Across Quebec on Friday, thousands of people marched to demand action against a rise in domestic violence in recent weeks.
“It’s enough,” people shouted repeatedly.
It’s the cry of thousands hoping those in power hear their message: the province needs to take stronger action to prevent more deaths of women due to domestic violence.
“Change please,” said Maude Richard, a survivor of domestic violence. “Give money, resources, make this a real problem because so far it doesn’t seem to be.”
On Thursday, the Sûreté du Québec (SQ) determined that the deaths of 43 year-old Paningayak-Naluiyuk and her partner, Peter Ainalik, 44 were a murder-suicide.
On March 25, police discovered their bodies inside a home in Ivujivik, a small, remote community in northern Quebec.

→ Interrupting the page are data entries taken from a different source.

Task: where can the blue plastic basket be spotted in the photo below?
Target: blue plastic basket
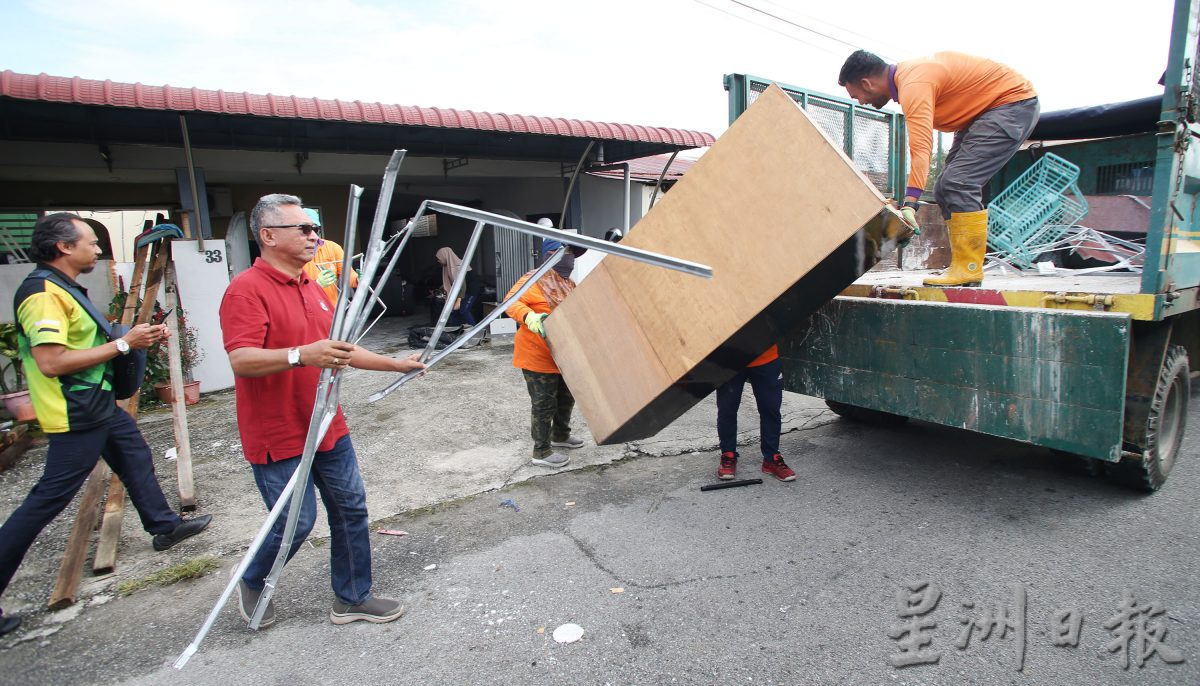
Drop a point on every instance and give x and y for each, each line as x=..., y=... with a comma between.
x=1035, y=211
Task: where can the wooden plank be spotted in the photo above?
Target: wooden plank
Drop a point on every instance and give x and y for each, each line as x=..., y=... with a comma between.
x=778, y=211
x=105, y=560
x=179, y=408
x=66, y=584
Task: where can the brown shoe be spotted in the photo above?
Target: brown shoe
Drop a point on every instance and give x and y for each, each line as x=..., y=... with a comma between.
x=373, y=609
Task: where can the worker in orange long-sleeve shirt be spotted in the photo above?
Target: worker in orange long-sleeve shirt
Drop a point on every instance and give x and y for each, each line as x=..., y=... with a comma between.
x=550, y=398
x=990, y=109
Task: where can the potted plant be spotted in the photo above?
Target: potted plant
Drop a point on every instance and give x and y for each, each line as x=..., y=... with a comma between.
x=15, y=393
x=159, y=368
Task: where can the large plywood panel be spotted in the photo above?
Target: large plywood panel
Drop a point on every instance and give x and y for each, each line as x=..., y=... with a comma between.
x=777, y=210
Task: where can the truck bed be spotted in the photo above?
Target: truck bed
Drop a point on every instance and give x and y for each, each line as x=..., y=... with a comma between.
x=1087, y=292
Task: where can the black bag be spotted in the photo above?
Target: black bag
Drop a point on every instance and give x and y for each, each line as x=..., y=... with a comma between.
x=129, y=369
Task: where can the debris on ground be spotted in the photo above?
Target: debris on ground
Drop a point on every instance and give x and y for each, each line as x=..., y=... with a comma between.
x=568, y=633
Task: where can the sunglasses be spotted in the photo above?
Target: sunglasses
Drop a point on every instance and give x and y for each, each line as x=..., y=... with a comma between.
x=306, y=229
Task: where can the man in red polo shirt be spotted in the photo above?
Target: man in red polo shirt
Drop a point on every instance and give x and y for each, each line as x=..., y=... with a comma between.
x=276, y=323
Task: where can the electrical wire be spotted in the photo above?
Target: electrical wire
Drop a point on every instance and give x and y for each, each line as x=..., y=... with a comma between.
x=786, y=35
x=869, y=40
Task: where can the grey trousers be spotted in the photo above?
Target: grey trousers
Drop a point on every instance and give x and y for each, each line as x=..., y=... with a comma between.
x=979, y=151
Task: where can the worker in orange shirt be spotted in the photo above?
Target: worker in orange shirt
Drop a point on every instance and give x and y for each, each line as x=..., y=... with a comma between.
x=766, y=377
x=990, y=108
x=552, y=401
x=327, y=263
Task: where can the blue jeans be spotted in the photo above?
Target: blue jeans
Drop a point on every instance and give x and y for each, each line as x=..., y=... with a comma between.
x=69, y=461
x=335, y=473
x=767, y=383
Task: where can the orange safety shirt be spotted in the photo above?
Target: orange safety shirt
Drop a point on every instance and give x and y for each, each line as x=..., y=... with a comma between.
x=329, y=256
x=947, y=91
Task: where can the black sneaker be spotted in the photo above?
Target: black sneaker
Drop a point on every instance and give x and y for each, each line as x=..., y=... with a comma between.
x=187, y=529
x=9, y=624
x=375, y=609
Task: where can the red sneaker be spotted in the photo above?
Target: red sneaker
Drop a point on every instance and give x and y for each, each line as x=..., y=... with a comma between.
x=778, y=468
x=729, y=467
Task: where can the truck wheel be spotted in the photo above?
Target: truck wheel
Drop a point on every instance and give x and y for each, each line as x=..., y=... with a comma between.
x=864, y=415
x=1164, y=427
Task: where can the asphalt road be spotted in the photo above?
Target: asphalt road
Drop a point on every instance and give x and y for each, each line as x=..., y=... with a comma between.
x=778, y=583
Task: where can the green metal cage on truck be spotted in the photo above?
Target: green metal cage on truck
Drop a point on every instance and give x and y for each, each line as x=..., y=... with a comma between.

Paningayak-Naluiyuk is the eighth woman killed in eight weeks in Quebec as a result of suspected domestic violence.
“It’s infuriating, it’s saddening thinking that those things could have been avoided given more resources,” Richard told Global News.
Advocates say the issue has become worse during the pandemic — because restrictions make it easier for the abuser to control their victims.
Resources helping women say they are are overwhelmed.
Manon Monastesse, the executive director of the Quebec federation of women’s shelters, says the number of deaths in recent weeks is shocking, noting the province tends to record 12 femicides over the course of a normal full year.
Monastesse, one of the organizers of the protest in Montreal, says the 36 shelters in her organization are at 97 per cent of their capacity.
She says the effort to fight violence against women will need serious action from the provincial government and broader social change.
“It’s not sufficient,” said Kate Conner, who has experienced domestic violence. “We need universal basic income so women are not in a position to need a man in order to afford rent.
“Especially a woman like me who was a stay-at-home mom. We need more room in shelters.”
The province has promised it will increase funding and ramp up its efforts to tackle conjugal violence.
In its budget last month, Quebec set aside $4.5 million more per year for more than 100 shelters in the province.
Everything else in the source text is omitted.